On Thu, Feb 18, 2016 at 4:00 PM, Jon Katz <jkatz(a)wikimedia.org> wrote:
Can someone on this list point me to where the
more-like code sits? Or
better, yet would be someone documenting the rules that govern
prioritization of suggestions.
I would like to document the logic for our communities so that we can have
an open discussion about what variables and weighting we should use to
suggest articles.
"More like" is an Elasticsearch
<https://en.wikipedia.org/wiki/Elasticsearch> feature; the documentation is
here
<https://www.elastic.co/guide/en/elasticsearch/reference/current/query-dsl-mlt-query.html>.

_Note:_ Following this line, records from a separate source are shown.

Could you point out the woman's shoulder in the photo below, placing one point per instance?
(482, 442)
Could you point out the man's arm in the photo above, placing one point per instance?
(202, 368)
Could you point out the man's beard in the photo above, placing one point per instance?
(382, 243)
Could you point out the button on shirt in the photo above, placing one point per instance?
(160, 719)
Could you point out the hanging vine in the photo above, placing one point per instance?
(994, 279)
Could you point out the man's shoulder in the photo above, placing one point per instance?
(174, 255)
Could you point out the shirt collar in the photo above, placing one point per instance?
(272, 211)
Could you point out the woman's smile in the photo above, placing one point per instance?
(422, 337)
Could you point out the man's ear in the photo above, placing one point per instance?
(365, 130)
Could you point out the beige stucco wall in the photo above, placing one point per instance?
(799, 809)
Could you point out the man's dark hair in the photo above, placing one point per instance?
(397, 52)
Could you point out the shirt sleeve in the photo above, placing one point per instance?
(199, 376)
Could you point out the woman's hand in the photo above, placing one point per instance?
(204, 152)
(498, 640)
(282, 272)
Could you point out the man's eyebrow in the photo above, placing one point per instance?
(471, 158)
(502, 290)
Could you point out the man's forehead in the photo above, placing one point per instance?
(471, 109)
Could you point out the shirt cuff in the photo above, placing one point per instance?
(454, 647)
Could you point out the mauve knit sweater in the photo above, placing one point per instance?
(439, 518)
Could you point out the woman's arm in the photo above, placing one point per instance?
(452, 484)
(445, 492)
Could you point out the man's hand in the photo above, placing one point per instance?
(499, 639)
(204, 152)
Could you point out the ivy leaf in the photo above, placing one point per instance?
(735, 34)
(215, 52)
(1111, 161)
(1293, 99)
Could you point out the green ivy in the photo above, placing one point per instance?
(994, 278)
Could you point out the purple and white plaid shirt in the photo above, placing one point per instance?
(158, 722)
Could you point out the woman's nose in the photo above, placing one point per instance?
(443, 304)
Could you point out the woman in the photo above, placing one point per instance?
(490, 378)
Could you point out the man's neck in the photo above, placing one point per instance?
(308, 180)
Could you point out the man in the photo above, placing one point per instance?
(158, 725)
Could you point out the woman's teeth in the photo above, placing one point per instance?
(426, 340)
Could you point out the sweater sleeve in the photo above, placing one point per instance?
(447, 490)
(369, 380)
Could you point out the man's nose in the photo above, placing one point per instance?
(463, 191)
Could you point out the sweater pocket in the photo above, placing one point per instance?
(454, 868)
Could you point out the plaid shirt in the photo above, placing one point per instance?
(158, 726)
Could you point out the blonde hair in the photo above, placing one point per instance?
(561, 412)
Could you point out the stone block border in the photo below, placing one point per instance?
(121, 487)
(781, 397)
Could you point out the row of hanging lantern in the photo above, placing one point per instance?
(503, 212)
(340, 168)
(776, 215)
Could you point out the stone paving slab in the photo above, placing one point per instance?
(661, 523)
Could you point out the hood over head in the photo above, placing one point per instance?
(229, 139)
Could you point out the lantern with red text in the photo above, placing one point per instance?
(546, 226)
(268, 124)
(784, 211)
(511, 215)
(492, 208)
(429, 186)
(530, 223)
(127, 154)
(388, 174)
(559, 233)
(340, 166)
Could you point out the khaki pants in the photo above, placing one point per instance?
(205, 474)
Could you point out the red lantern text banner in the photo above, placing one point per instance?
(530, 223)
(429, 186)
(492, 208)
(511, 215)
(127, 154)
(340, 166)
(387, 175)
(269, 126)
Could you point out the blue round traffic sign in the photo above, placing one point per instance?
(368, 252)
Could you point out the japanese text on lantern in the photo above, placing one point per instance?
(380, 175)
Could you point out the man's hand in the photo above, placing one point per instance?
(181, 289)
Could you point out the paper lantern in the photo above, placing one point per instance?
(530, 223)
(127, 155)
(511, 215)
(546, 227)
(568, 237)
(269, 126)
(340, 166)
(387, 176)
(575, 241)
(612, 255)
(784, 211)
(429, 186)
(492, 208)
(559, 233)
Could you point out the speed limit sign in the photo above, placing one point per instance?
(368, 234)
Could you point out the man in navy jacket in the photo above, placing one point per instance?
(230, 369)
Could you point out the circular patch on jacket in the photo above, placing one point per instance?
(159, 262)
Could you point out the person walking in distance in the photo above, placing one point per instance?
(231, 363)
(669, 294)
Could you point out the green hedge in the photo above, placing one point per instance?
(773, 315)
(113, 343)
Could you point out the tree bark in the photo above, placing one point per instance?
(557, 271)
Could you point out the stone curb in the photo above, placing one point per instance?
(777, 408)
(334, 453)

I'd imagine the source code is way too complicated to give much insight to
the casual reader (as Elasticsearch is a large and complex piece of
software) but I never looked into the ES codebase so that's just a guess.
The configuration we use for morelike queries is here
<https://github.com/wikimedia/mediawiki-extensions-CirrusSearch/blob/867248ccf522541922507f23a9ddd0783bed3699/CirrusSearch.php#L450>.
The wrapper code that fires the ES query is here
<https://github.com/wikimedia/mediawiki-extensions-CirrusSearch/blob/867248ccf522541922507f23a9ddd0783bed3699/includes/Searcher.php#L800>
(but
at a glance it doesn't do anything interesting).